Showing Sum of Normal Random Variables More than Additive

107 Views Asked by At

Hopefully this is a quick question. I am not a statistician, so I would like to just make sure that I am approaching this problem correctly. I have some data that I am working with which is meant to monitor cell death and I am trying to compare the effects of different treatments on the cells. Since the research is proprietary, I cannot give the full details here, but I will give an example.

I am monitoring cell death in response to stimuli.

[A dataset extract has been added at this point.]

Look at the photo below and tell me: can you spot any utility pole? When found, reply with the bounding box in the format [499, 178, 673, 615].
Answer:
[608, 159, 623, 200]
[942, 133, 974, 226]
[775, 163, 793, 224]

My control group contains 39 samples and is normally distributed with a mean death percentage of 0.05 and a variance $\sigma^2$ of 0.001. My first sample of size 37 is given treatment X has an approximately normal distribution with a mean death percentage of 0.1 and a variance $\sigma^2$ of 0.04. Likewise, the 43 cells given treatment Y have a death percentage of 0.18 and variance of 0.09. Lastly, the sample containing treatments X and Y with size 34 has a mean death percentage of 0.54 with a variance of 0.16. My question is then how do I show that the effect of treatments X and Y together is more than what would be expected from adding the random variables?

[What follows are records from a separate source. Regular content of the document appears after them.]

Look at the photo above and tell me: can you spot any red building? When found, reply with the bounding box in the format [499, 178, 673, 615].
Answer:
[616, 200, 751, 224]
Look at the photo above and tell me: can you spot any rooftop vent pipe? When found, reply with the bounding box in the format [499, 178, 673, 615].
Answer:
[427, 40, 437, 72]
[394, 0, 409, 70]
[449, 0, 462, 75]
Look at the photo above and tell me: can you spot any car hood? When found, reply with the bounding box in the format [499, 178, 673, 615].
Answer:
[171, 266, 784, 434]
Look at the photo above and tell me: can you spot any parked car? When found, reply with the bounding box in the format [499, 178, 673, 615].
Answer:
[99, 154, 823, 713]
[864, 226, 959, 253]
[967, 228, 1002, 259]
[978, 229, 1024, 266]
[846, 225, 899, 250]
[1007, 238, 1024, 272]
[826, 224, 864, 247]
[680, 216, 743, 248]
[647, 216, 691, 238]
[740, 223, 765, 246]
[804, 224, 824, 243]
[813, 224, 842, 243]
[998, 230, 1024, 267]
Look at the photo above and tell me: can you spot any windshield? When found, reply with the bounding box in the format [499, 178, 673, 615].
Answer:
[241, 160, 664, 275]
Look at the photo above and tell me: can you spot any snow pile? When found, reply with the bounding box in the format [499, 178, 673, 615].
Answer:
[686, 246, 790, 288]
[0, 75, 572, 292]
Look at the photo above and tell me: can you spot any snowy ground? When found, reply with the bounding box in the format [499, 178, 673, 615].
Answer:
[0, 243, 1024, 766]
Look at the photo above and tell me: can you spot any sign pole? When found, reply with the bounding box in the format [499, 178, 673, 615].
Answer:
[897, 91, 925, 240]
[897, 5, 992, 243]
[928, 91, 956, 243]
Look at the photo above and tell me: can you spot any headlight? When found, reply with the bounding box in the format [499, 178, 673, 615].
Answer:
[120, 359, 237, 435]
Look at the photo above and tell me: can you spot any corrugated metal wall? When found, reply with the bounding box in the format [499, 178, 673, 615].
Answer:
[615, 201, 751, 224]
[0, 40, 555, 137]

Since I do not know that the variables are guaranteed to be independent (in fact, their effects seem to be very much not independent), my idea was to use the formulas

$$E[X + Y] = E[X] + E[Y]$$

and

$$Var[X + Y] = Var[X] + Var[Y] + 2Cov[X,Y]$$

to obtain the normal distribution for the sum of the random variables where I believe that the covariance of samples would be computed via

$$Cov[X,Y] = \frac{\left(\sum\limits_{i = 1}^{N_x}(x_i - \mu_x)\right) \left(\sum\limits_{j=1}^{N_y}(y_j - \mu_y)\right)}{(N_x - 1)(N_y - 1)}$$

where the loss of 1 in each of the terms in the denominator comes from the loss of 1 d.o.f. from using each of the means (I am not sure if this is the correct formula as I could not find a reference for two different random variables, but it would make sense to me given the situation). Then, my idea was to construct two 95% confidence intervals -- one for my sample and one for the computed $X + Y$ random variable, and, provided that the confidence intervals did not overlap, I believe that I can reject the assumption that the effect of the two random variables is additive. Is this the correct approach, or have I lost my mind here? Thank you in advance for any help that you can give!

1

There are 1 best solutions below

3
On BEST ANSWER

I am not sure if I understood your setup correctly, but I believe that you want to test the null hypothesis $\mu_Z = \mu_X + \mu_Y$ agains the alternative $\mu_Z \neq \mu_X + \mu_Y$. Here $\mu_Z$ denotes the mean of the joint sample.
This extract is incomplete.